Ill-conceived romance sweeps small-town girl into trouble

AMY AND ISABELLE By Elizabeth Strout Random House 304 pp., $22.95

Beneath the placid surface of life in a small New England mill town lies a world of secrets and emotional turmoil. This sounds like the stuff from which best-selling novels are made, as Grace Metalious demonstrated in her 1950 blockbuster, "Peyton Place," which spawned sequels, movies, and television's first night-time soap opera.

Although Elizabeth Strout's poignant, sensitively imagined first novel, "Amy and Isabelle," is very different in style and tone from Metalious's powerful but rather crude book, both novels explore some of the same terrain. There is the small-town setting, the sense of quiet desperation lurking beneath the bland faade, and, at the center, the story of a well-intentioned single mother disturbed by the emergence of her teenage daughter's sexuality, not least because it serves as an uncomfortable reminder of her own youthful indiscretion.

Genteel, reserved, and anxious, Isabelle Goodrow came to town some 15 years ago, with her infant daughter, Amy.
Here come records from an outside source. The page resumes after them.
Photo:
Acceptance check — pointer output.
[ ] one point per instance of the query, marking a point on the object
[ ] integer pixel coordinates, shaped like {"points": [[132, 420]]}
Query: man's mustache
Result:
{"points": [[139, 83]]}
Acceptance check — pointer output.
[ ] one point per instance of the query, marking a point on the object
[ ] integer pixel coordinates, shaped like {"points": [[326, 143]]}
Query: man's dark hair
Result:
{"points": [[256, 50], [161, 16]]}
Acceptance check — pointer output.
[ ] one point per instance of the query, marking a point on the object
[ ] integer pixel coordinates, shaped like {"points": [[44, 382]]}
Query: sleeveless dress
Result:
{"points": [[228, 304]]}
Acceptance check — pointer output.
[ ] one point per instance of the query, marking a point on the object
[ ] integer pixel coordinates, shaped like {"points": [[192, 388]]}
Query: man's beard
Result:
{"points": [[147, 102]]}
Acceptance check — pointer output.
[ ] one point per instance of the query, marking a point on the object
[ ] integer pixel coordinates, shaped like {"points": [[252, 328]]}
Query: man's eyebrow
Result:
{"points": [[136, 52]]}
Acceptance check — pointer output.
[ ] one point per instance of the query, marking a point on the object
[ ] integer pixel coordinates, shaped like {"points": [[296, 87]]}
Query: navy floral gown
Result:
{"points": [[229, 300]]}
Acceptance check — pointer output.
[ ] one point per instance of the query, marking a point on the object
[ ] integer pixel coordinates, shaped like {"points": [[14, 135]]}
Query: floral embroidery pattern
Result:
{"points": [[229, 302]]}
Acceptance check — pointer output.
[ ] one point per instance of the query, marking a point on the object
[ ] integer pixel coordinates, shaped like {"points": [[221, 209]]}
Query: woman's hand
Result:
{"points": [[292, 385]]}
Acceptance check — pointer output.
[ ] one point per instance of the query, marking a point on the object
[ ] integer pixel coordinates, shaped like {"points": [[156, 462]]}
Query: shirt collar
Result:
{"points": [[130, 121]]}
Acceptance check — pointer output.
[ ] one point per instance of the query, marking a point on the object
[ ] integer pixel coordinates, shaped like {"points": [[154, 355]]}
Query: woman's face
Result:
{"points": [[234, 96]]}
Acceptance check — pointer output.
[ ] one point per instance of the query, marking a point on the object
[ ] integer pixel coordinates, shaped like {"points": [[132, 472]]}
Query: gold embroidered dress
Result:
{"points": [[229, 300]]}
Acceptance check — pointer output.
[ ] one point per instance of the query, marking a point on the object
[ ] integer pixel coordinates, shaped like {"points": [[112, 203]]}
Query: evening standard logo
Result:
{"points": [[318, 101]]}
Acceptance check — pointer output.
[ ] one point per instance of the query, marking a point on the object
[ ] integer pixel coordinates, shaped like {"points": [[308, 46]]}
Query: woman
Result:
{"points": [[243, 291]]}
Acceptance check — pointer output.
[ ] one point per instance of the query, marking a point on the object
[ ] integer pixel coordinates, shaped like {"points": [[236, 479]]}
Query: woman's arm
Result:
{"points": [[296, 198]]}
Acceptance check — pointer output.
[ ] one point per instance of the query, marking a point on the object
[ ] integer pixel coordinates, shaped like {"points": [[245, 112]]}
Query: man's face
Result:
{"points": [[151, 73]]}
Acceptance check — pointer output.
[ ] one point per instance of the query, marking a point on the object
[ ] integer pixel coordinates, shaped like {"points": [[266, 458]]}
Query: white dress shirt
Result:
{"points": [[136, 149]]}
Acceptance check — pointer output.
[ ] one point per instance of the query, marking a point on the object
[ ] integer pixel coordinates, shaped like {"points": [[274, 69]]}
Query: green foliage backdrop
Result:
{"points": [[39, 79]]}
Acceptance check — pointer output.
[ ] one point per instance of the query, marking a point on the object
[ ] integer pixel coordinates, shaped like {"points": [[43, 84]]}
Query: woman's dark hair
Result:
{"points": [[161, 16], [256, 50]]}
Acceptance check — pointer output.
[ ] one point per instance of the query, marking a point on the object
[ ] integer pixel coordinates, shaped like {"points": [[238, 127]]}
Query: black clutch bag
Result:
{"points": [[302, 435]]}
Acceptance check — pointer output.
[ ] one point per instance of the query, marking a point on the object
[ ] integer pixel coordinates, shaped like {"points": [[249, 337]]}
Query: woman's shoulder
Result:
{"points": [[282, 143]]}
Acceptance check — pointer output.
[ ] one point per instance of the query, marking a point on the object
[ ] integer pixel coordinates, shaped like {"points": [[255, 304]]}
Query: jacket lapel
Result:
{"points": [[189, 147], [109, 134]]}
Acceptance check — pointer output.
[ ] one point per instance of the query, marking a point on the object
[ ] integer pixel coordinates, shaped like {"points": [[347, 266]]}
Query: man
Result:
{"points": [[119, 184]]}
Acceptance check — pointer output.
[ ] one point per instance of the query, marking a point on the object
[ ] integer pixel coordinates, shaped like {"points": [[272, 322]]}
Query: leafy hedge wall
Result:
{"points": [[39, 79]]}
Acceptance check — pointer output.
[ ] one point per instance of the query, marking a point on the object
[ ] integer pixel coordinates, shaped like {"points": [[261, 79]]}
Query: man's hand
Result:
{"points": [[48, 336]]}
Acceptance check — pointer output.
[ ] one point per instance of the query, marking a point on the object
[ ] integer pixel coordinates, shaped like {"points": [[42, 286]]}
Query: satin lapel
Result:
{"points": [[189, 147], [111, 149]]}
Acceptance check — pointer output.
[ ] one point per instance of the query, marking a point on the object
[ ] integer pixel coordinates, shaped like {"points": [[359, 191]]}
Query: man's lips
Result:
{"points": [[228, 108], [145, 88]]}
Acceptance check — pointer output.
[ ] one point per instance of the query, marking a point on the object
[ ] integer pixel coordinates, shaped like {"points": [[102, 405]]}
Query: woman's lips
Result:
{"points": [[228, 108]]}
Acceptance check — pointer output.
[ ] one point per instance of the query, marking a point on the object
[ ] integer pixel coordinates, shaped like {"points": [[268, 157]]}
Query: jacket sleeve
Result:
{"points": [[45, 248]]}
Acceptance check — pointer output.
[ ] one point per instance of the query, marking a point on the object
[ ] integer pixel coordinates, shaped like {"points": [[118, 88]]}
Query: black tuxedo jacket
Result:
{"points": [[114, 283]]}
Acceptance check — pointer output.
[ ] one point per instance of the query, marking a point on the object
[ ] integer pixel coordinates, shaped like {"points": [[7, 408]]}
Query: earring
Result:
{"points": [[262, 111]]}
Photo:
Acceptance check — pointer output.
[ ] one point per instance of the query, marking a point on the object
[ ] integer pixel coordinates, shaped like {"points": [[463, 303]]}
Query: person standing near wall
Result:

She claimed to be a widow, but in fact had succumbed, in her youthful innocence, to the attentions of an older man whom she naively and mistakenly believed would leave his wife for her.

The story opens in the late 1960s. Isabelle has been leading a quiet, churchgoing life, working as a secretary at the local mill. Her boss, Avery Clark, is a rather dull, colorless man who nonetheless serves as the focus of poor Isabelle's romantic fantasies. She longs for the chance to give Avery the kind of love and tenderness she feels sure he does not receive from his chilly wife, who does not seem sufficiently appreciative of having a decent, reliable husband.

Isabelle exists, as it were, on the margins: She does not socialize with the other women in the office, who are Roman Catholics and live on the wrong side of town. She and Amy live in a tiny cottage on the right, Protestant and professional, side of town, yet she feels that the better-off, more established citizens, including her fellow church members, look down on her.

Isabelle's daughter, Amy, has grown into a gangly, shy teenager. When a lively, charismatic substitute math teacher, Mr. Robertson, begins showing Amy the kind of special attention she's been missing, the stage is set for trouble. Not yet 16, Amy falls in love with her teacher, which would not be such a bad thing, if only Mr. Robertson had not seemed to reciprocate her feelings.

The repercussions of this ill-advised liaison are heartbreaking, both for Amy and for Isabelle, who wonders where she went wrong in raising her daughter. Unlike the author of "Peyton Place," Strout is not interested in public scandal, but rather in the many and subtle private reverberations wrought by this complex act of betrayal.

With insight and delicacy, Strout portrays the changes that occur in several relationships: between Amy and Isabelle, between Isabelle and her co-workers, and between Isabelle and her boss (who accidentally, to his own immense embarrassment, discovers Amy and her teacher in a compromising position).

The novelist's third-person narration takes us inside the characters' minds and hearts, while maintaining a gentle, mildly ironic distance that lends a deeper understanding and sympathy to the proceedings.

Strout places the story of Isabelle and Amy's tribulations in the context of the problems besetting other residents of the town, who are seen to be enduring the pangs of their own infidelities, betrayals, disappointments, and losses. Her novel recalls not only the gritty realism of "Peyton Place," but something of the elegiac charm of "Our Town," as well.

Merle Rubin reviews books regularly for the Monitor.